Jesper Juul has become interested in visualisations of genre histories, and in a blog post yesterday he both showed the above visualisation of the history of film genres, based on 2000 US films, and linked to his own article on the history of matching tile games, where one of his methods in mapping the history of the genre was creating a visual family tree of influences, partly based on Alfred J. Barr’s diagram of “Cubism and Abstract Art” from 1936, which, as Jesper writes, is also criticised by Tufte. Here is Jesper’s family tree of matching tile games:

Jesper and commentors to his post discuss briefly whether visual genre histories could be automatically generated, and I wonder, too, whether we could create something like this for genres of electronic literature from the data in the ELMCIP Knowledge Base of Electronic Literature. We would need to have an even more complete data set, and to make sure that everything was carefully tagged by genre, but once that was done, it would certainly be possible to generate a visualisation like the film genre visualisation above.

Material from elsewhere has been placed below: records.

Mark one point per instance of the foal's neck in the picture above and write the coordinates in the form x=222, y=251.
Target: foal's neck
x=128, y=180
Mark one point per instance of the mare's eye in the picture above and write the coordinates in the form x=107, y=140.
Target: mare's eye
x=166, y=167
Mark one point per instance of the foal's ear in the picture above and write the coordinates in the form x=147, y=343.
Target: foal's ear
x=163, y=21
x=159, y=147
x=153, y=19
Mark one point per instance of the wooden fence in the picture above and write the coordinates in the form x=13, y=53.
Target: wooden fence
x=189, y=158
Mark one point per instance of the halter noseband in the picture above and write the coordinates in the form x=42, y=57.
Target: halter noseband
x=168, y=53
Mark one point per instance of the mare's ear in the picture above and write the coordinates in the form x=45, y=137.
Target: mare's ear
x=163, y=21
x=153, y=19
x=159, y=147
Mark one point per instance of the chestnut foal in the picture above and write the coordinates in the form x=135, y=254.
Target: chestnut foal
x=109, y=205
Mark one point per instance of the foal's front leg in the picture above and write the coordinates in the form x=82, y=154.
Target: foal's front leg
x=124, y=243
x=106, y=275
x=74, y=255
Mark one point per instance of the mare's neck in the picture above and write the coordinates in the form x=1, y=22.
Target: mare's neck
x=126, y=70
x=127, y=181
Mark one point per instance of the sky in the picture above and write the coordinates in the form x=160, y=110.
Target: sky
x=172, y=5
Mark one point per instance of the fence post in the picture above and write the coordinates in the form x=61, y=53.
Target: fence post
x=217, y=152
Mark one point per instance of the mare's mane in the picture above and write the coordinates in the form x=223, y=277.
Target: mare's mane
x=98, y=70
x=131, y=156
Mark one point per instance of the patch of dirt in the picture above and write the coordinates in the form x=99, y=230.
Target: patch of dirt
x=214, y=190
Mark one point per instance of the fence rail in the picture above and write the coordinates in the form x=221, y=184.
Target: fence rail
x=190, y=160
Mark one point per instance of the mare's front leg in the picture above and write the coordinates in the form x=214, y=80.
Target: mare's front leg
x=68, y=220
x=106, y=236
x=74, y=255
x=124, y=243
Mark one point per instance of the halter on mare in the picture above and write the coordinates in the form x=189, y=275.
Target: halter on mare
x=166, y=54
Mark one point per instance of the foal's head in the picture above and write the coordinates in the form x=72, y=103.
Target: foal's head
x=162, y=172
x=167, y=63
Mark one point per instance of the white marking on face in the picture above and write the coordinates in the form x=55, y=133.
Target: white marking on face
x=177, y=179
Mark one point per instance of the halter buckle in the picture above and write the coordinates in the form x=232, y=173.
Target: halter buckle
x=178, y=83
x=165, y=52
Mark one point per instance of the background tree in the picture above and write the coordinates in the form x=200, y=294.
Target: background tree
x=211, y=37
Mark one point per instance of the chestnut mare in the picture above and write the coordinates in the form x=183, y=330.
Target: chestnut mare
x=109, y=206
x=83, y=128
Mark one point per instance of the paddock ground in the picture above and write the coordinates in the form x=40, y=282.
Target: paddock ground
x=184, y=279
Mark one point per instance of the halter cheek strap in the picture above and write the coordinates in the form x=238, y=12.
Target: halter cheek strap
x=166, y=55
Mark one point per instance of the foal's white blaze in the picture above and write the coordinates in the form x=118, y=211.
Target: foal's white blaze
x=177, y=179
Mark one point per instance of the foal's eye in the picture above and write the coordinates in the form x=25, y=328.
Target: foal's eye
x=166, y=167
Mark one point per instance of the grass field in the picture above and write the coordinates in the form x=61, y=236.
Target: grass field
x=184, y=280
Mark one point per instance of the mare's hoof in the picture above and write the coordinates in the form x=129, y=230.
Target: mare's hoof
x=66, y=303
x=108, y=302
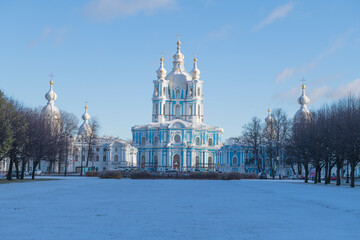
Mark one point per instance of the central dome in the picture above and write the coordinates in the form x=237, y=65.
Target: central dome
x=178, y=77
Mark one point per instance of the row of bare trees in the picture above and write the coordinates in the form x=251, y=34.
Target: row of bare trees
x=267, y=139
x=27, y=137
x=328, y=140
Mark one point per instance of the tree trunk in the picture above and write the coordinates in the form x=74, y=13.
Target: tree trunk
x=329, y=174
x=23, y=164
x=306, y=166
x=352, y=173
x=34, y=168
x=326, y=172
x=9, y=176
x=319, y=174
x=338, y=174
x=17, y=168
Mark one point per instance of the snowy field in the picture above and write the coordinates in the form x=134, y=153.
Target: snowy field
x=90, y=208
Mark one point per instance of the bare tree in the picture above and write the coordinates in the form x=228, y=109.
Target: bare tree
x=94, y=128
x=252, y=135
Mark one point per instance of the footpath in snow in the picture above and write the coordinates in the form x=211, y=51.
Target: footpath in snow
x=91, y=208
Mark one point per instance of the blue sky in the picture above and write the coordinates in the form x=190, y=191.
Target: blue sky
x=251, y=54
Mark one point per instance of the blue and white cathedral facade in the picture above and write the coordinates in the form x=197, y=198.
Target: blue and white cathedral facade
x=177, y=138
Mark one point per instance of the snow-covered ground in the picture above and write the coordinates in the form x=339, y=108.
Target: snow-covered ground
x=91, y=208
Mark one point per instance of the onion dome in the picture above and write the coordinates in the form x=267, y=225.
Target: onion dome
x=178, y=57
x=269, y=119
x=303, y=113
x=161, y=72
x=195, y=73
x=51, y=95
x=85, y=128
x=50, y=112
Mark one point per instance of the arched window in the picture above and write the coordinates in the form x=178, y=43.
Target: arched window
x=155, y=162
x=177, y=111
x=177, y=93
x=234, y=161
x=197, y=162
x=197, y=141
x=143, y=140
x=210, y=163
x=142, y=164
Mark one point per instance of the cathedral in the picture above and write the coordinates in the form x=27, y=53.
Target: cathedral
x=104, y=153
x=177, y=138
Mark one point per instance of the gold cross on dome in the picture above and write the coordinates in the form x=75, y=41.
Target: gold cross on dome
x=303, y=80
x=51, y=76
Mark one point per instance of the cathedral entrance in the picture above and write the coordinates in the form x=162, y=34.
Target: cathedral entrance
x=176, y=162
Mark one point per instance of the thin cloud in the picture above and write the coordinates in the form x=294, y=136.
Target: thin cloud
x=322, y=93
x=285, y=74
x=103, y=10
x=44, y=36
x=223, y=32
x=337, y=45
x=277, y=13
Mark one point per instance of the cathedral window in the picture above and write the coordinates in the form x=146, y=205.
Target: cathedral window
x=210, y=163
x=197, y=162
x=234, y=161
x=177, y=93
x=142, y=163
x=177, y=111
x=155, y=162
x=143, y=141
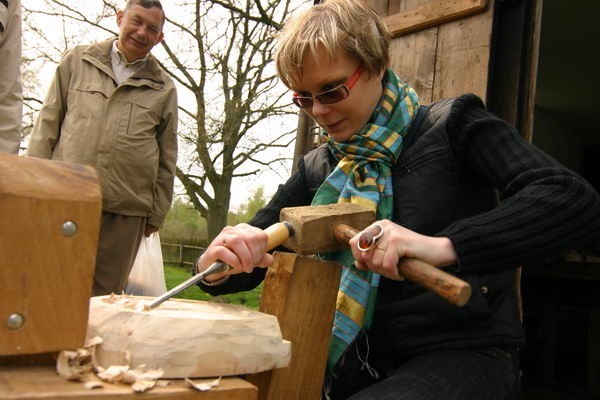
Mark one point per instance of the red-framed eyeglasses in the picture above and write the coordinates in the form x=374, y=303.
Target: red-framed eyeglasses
x=330, y=96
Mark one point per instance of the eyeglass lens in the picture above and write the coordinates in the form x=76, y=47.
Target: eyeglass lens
x=329, y=97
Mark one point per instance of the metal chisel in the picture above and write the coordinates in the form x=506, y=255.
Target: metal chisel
x=277, y=234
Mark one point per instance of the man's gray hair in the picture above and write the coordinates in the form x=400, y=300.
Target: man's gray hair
x=146, y=4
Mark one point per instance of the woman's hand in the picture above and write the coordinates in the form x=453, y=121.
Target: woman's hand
x=396, y=243
x=242, y=247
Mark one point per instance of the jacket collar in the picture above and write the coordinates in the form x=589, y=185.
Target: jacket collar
x=99, y=55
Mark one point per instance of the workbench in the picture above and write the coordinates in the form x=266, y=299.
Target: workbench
x=41, y=382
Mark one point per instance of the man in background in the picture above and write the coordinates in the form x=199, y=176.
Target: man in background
x=111, y=106
x=11, y=94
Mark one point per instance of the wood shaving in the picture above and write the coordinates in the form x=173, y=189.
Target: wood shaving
x=80, y=365
x=203, y=386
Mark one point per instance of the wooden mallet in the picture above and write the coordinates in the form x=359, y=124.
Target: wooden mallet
x=321, y=229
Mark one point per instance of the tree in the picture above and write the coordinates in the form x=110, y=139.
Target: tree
x=247, y=210
x=232, y=108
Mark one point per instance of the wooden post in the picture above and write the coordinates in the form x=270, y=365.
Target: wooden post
x=301, y=292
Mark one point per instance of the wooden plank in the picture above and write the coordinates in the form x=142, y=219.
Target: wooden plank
x=307, y=288
x=413, y=59
x=203, y=339
x=463, y=54
x=43, y=383
x=46, y=273
x=432, y=13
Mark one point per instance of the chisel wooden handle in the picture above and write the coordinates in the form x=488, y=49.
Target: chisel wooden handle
x=449, y=287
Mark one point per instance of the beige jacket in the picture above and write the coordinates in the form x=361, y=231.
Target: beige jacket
x=127, y=132
x=11, y=94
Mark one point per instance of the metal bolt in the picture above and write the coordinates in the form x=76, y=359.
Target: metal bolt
x=69, y=228
x=15, y=321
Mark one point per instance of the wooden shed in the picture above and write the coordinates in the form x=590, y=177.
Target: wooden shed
x=531, y=62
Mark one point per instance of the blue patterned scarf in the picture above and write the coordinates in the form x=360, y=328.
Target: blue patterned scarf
x=364, y=176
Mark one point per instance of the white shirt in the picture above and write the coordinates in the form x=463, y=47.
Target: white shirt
x=122, y=68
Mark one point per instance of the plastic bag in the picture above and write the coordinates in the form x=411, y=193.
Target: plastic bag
x=147, y=276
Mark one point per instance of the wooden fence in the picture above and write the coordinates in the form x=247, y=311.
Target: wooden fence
x=180, y=253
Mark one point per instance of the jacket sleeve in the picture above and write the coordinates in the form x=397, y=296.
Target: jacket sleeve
x=166, y=137
x=545, y=209
x=46, y=131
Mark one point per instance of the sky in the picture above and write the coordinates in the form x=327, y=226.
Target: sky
x=243, y=187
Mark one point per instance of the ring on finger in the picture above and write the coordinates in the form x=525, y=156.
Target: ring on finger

Another strategy is using Google trends and book search to track the use of different genre terms as I did for my Dichtung Digital paper, and wrote about in the blog as well.

Google’s ngram viewer allows us to graph the frequency with which different terms for electronic literature were used in books published between 1985 and 2008. The terms are “hypertext fiction”, “electronic literature”, “digital literature”, “digital poetry” and “e-poetry”.